I’ve been thinking a lot about agricultural disasters today. Unlike what the word “disaster” usually implies, in farming, it doesn’t take much to cause some serious problems. In a lot of ways, it’s similar to the perils of restaurateurs. Every chef dreads the snow storm that is normal for the season, but comes without warning and results in wasted inventory when customers stay home. In farming, it can be as simple as a little more rain and a little less sunshine, or neighboring home gardeners plant sources.

This summer, in the Northeast, the hot news is late blight ravaging Northeast tomato and potato plants.
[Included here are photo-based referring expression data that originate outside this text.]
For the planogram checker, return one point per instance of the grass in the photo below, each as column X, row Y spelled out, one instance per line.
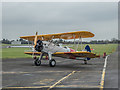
column 98, row 49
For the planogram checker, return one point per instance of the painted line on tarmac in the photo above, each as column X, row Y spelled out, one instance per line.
column 59, row 86
column 4, row 72
column 61, row 80
column 103, row 74
column 25, row 87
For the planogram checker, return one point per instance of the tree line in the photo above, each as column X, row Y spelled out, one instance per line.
column 113, row 40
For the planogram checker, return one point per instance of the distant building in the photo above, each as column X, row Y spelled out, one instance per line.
column 16, row 42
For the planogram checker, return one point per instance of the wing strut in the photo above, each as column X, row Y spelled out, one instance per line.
column 78, row 43
column 74, row 39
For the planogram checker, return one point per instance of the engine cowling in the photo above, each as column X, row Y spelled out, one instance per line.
column 39, row 46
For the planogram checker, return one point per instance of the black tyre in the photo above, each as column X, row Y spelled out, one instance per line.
column 52, row 63
column 37, row 62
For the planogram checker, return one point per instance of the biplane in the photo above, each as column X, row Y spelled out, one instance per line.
column 44, row 46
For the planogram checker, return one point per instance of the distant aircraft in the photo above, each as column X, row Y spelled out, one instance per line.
column 44, row 46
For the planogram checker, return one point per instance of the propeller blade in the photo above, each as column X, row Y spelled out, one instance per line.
column 35, row 40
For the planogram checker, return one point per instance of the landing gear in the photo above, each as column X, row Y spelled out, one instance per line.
column 37, row 62
column 85, row 61
column 52, row 62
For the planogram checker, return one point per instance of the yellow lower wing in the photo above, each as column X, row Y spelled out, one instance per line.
column 69, row 54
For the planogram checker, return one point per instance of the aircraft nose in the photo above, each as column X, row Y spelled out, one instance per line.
column 39, row 46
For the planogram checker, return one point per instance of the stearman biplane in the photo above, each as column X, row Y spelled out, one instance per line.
column 44, row 46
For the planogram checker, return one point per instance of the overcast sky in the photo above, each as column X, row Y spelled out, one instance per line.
column 21, row 19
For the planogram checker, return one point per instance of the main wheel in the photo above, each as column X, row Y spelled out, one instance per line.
column 85, row 62
column 52, row 63
column 37, row 62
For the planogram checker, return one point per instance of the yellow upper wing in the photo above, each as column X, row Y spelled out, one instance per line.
column 69, row 54
column 68, row 35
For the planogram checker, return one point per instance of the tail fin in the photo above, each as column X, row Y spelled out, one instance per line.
column 87, row 48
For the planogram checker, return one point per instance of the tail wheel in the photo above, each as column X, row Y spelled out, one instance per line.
column 52, row 63
column 85, row 61
column 37, row 62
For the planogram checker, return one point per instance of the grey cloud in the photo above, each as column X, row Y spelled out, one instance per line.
column 60, row 17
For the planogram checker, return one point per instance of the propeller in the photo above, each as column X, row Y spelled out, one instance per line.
column 35, row 42
column 39, row 46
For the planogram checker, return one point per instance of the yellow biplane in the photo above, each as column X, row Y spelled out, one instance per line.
column 44, row 46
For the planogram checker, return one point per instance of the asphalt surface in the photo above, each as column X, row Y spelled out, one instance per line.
column 67, row 74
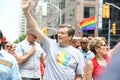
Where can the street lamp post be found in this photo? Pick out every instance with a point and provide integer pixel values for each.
(109, 30)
Chef Dan Barber did a good job of explaining how this disaster began in his New York Times Op-ed piece.

Every time I talk to one of the RAFT Grow-Out farmers they tell me worse news about their tomato fields. When I went to Red Planet Vegetables outside of Providence, RI last week they told me their tomatoes looked great until just a few days earlier when the blight arrived. Now they are living day-by-day with the tomato plants. If it’s hot, like it has been the past week, the blight slows down and the ripening tomatoes speed up. If it’s cold and damp, the green tomatoes just sit while the plants rot away. Unfortunately with this neck-and-neck race, the plants will never make it to the normal end of the season, even if we have hot days from now to October. Many farmers have ripped out most of their tomatoes already.

Unfortunately, late blight isn’t all Northeast farmers have had to deal with this season. All the wet, cold weather at the beginning of the summer put everything about a month behind. While many beautiful, abet late, vegetables are finally coming in now, the problem comes in October when the frost arrives at the same time it always does. A late start to the already-short Northeast growing season means farmers will have a shorter selling season, with fewer vegetables resulting in less income.